Camp May Flather ran from June 27 through August 22, 1955, and five girls attended two-week sessions at camp: Beverly Pyles, Sandra Smith, Norma Turner, Sheila Gross, and Theresa Dorsey.

Council staff and members of the Camp Committee went to the bus stop as girls prepared to depart for Mt. Solon, Virginia, that summer. The women announced that from this day forward, Camp May Flather was open to all girls. Camp Committee chair and future council president Gertrude “Bobby” Lerch” waved a council checkbook and said that she would provide immediate refunds to any family that objected to the new policy. None did.

The campers later wrote about their experience for their school newsletter:

Sixth-grader Sheila Gross recalled:

I had a lot of fun at Camp May Flather last summer. I learned how to swim and how to make earrings and bracelets. I was in a group that played games and sang funny songs. We went on an overnight hike and slept out in the open. I had such a good time that I would like to go back next summer.

 

Prior to 1955, local African-American troops had primarily camped at Rockwood, just outside of Washington. As a National camp, Rockwood was open to all Girl Scouts.

Virginia McGuire (GSCNC archives)
Virginia McGuire (GSCNC Archives)

At the time, District VII, the administrative designation for African-American troops in the District of Columbia, had been raising funds to purchase their own camp. Leaders voted to donate that money toward a new administrative building at Camp May Flather. That building was named for Virginia McGuire, the original organizer of District VII in 1934. McGuire later became the first African American member of the council board.

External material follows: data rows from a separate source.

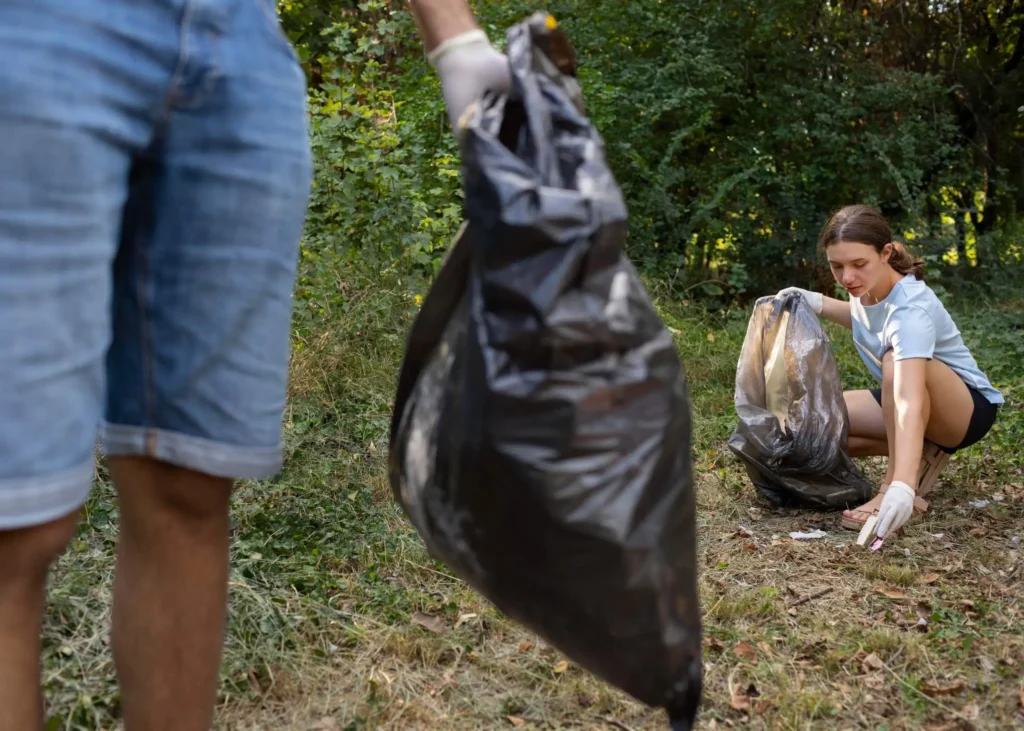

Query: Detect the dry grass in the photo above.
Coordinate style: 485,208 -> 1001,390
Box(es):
41,285 -> 1024,730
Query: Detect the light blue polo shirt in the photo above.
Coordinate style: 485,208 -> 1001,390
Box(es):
850,275 -> 1003,405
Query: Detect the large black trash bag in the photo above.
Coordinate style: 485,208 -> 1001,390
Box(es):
727,291 -> 872,510
388,12 -> 702,729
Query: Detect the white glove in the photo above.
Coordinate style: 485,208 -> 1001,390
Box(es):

Camp May Flather’s desegregation came one year after the US Supreme Court’s landmark Brown v. Board of Education of Topeka, Kansas, decision. It would take another four years before Virginia began to desegregate its public school system.

At the end of the summer 1955 camp season, the Camp Committee sent a letter to parents of girls who had attended Camp May Flather “to get their reactions as to their likes and dislikes and things they would like to have done or would like to do when they return another summer.”

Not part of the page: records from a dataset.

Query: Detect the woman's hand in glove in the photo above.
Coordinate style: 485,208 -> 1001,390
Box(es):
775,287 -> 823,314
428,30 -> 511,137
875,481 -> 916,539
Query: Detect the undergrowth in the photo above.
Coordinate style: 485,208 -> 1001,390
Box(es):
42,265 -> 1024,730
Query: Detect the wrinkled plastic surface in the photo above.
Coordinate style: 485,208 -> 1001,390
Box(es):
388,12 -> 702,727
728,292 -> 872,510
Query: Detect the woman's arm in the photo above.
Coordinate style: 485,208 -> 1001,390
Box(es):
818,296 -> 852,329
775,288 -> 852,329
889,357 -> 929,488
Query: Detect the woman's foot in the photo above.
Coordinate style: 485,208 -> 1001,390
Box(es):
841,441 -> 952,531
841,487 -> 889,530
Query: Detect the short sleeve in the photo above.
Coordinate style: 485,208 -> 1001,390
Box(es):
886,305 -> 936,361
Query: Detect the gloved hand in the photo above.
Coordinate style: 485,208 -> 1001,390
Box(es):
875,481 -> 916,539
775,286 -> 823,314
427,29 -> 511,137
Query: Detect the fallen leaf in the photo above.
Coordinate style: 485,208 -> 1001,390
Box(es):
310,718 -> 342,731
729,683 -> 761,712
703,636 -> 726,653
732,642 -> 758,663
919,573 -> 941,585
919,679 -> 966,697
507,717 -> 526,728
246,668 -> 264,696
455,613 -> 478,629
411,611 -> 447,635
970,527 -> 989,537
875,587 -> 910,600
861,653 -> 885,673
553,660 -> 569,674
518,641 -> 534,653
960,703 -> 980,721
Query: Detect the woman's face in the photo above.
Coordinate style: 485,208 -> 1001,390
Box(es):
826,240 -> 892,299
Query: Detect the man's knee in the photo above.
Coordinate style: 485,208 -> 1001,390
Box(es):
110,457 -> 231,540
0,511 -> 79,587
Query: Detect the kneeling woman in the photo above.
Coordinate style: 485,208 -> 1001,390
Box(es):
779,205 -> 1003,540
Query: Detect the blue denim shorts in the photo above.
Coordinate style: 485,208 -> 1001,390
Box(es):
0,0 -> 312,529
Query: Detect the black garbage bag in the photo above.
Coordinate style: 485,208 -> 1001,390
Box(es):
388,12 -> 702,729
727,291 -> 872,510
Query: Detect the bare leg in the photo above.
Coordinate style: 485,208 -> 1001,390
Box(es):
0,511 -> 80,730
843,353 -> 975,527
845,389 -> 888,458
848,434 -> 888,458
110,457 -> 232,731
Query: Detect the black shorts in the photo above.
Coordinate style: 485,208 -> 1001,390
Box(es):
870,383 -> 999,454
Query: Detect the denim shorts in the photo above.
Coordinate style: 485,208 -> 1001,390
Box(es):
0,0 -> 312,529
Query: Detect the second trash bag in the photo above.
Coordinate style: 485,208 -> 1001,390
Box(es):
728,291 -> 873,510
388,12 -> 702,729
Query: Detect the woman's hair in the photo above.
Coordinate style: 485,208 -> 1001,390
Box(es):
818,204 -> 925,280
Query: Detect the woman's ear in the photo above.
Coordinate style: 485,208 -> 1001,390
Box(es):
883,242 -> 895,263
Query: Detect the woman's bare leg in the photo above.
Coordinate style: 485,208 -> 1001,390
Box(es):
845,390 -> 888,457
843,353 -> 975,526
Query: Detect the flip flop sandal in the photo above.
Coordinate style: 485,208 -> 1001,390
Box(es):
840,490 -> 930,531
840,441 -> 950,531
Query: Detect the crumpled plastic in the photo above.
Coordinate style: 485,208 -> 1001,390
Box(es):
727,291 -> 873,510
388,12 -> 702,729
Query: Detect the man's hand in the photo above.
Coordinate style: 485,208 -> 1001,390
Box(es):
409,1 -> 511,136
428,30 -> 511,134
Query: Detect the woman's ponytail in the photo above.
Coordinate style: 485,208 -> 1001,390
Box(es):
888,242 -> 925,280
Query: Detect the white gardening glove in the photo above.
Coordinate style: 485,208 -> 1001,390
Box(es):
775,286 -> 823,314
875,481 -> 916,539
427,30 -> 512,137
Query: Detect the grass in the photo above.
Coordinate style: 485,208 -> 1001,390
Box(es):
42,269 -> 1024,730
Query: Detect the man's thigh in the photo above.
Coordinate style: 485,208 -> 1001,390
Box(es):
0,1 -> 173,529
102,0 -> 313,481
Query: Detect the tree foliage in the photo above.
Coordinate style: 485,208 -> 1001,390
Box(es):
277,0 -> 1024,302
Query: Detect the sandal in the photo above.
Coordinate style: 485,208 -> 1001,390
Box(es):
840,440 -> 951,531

Members of the Camping Committee, October 1956. Bobby Lerch is second from left. (GSCNC Archives)
Members of the Camping Committee, October 1956. Bobby Lerch is second from left. (GSCNC Archives)

Information for this post was greatly aided by a recent donation from the family of Anne Murray, who was a member of the Camp Committee at the time of desegregation. I’ve already written about the wonderful camp scroll included in this material, and I hope to find more information as I explore the contents.